Alcock's (pudendal) canal

  • Location: within the fascia of the obturator internus running along the lateral wall of the ischioanal fossa.
  • Contents: internal pudendal vessels and the pudendal nerve (neurovascular bundle to perineum).
  • Clinical note: site for pudendal nerve block and vulnerable in pelvic trauma.

Pelvic fascial spaces (key surgical/anatomical spaces)

  • Prevesical: between the pubic symphysis and bladder; important in extraperitoneal bladder injuries.
  • Retrorectal (presacral): between rectum and sacrum; potential site for abscesses or tumors.
  • Lateral: between parietal pelvic fascia and sagittal septum; lateral spread of disease.
  • Paravesical: visceral space around the bladder.
  • Pararectal: visceral space around the rectum.
  • Paraprostatic / Parametrial: surrounding prostate in males or uterus in females; relevant in radical pelvic surgery.

Key anastomoses (high yield)

  • Porto-caval anastomoses (4 clinically important sites):
  • Esophageal: left gastric (portal) ↔ esophageal veins → azygos (caval).
    • Clinical: esophageal varices with portal hypertension.
  • Rectal: superior rectal (portal) ↔ middle/inferior rectal (caval).
    • Clinical: internal hemorrhoids from portal hypertension.
  • Paraumbilical: paraumbilical veins (portal) ↔ superficial epigastric (caval).
    • Clinical: caput medusae around the umbilicus.
  • Retroperitoneal (colic): colic veins (portal) ↔ lumbar veins (caval).

    • Clinical: possible retroperitoneal bleeding manifestations.
  • Caval–caval (systemic) anastomosis:

  • Lumbar veins ↔ ascending lumbar veins → azygos/hemiazygos → superior vena cava; provides collateral flow when IVC is obstructed.
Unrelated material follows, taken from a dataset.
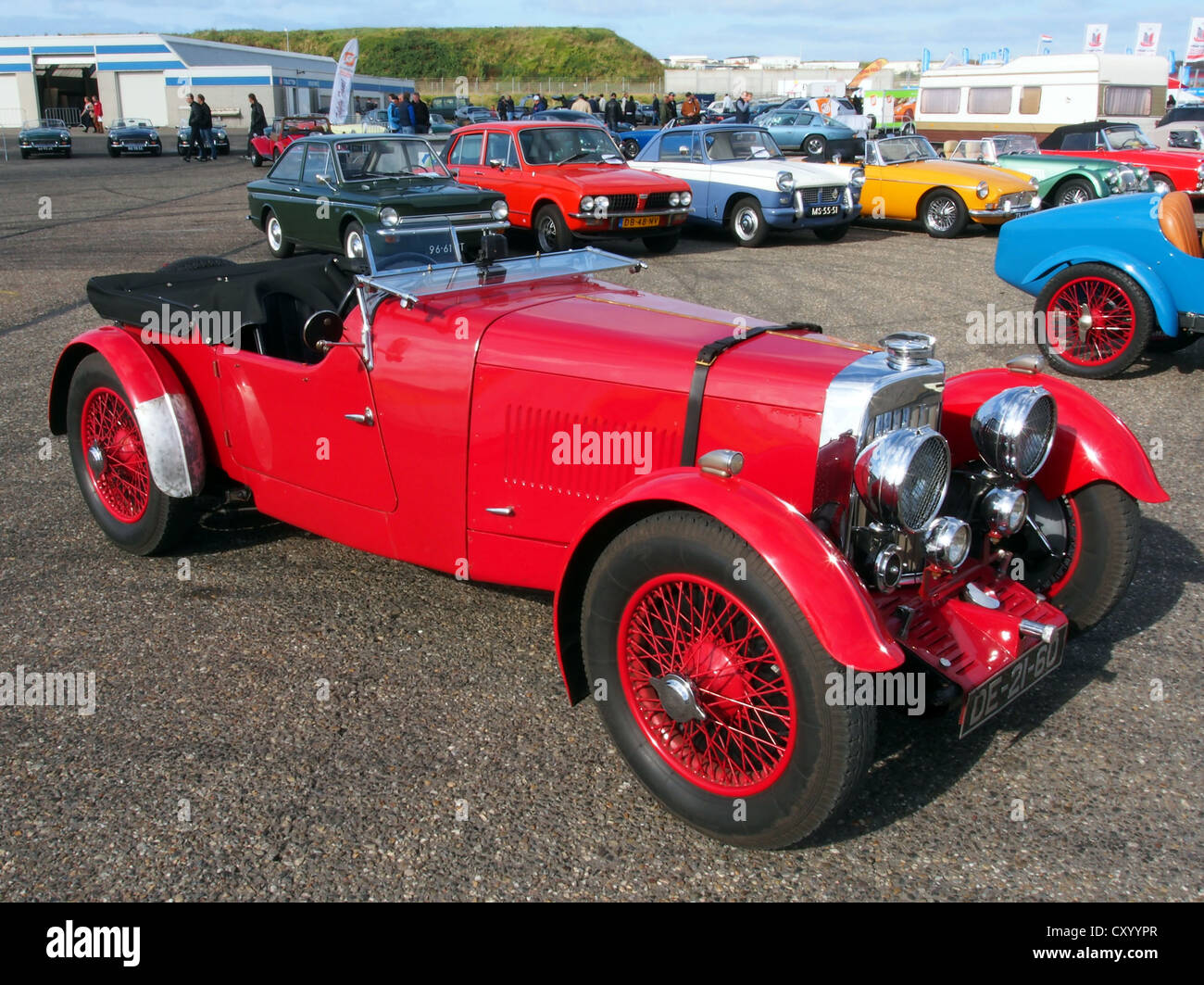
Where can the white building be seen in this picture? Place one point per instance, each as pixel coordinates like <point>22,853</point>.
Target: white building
<point>147,75</point>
Quick reference — vertebral levels (common landmarks)

  • SMA origin: L1.
  • Cardia of stomach (posterior surface): ~T11.
  • Pylorus (posterior surface): ~L1.
  • Duodenojejunal flexure: ~L2.
  • Kidney hilum: ~L1–L2.
  • Pancreas (neck/body region): ~L1–L2.
  • Aortic bifurcation: L4.

Quick reference — peritoneal coverings (common abdominal organs)

  • Intraperitoneal (mobile, with mesentery): stomach, jejunum, ileum, transverse colon, appendix (with mesoappendix), cecum (usually intraperitoneal).
  • Mesoperitoneal (partially covered / attached): liver (except the bare area), gallbladder, ascending colon (mesoperitoneal), sigmoid often intraperitoneal.
  • Retroperitoneal (secondarily retroperitoneal / fixed): most of the duodenum (except bulb and flexure), ascending and descending colon (posteriorly fixed by Toldt's fascia), pancreas (mostly retroperitoneal except tail).

  • Clinical tip: organs that are intraperitoneal are more mobile and have mesenteries; retroperitoneal organs have posterior attachments and less mobility.

Practical mnemonics & surgical relevance

  • Toldt's fascia is a useful plane for colon mobilization during colectomy.
  • Remember the four porto-caval sites for complications of portal hypertension: esophageal, rectal, paraumbilical, retroperitoneal.
  • Alcock's canal = location of pudendal neurovascular bundle; important for regional anesthesia and pudendal nerve entrapment.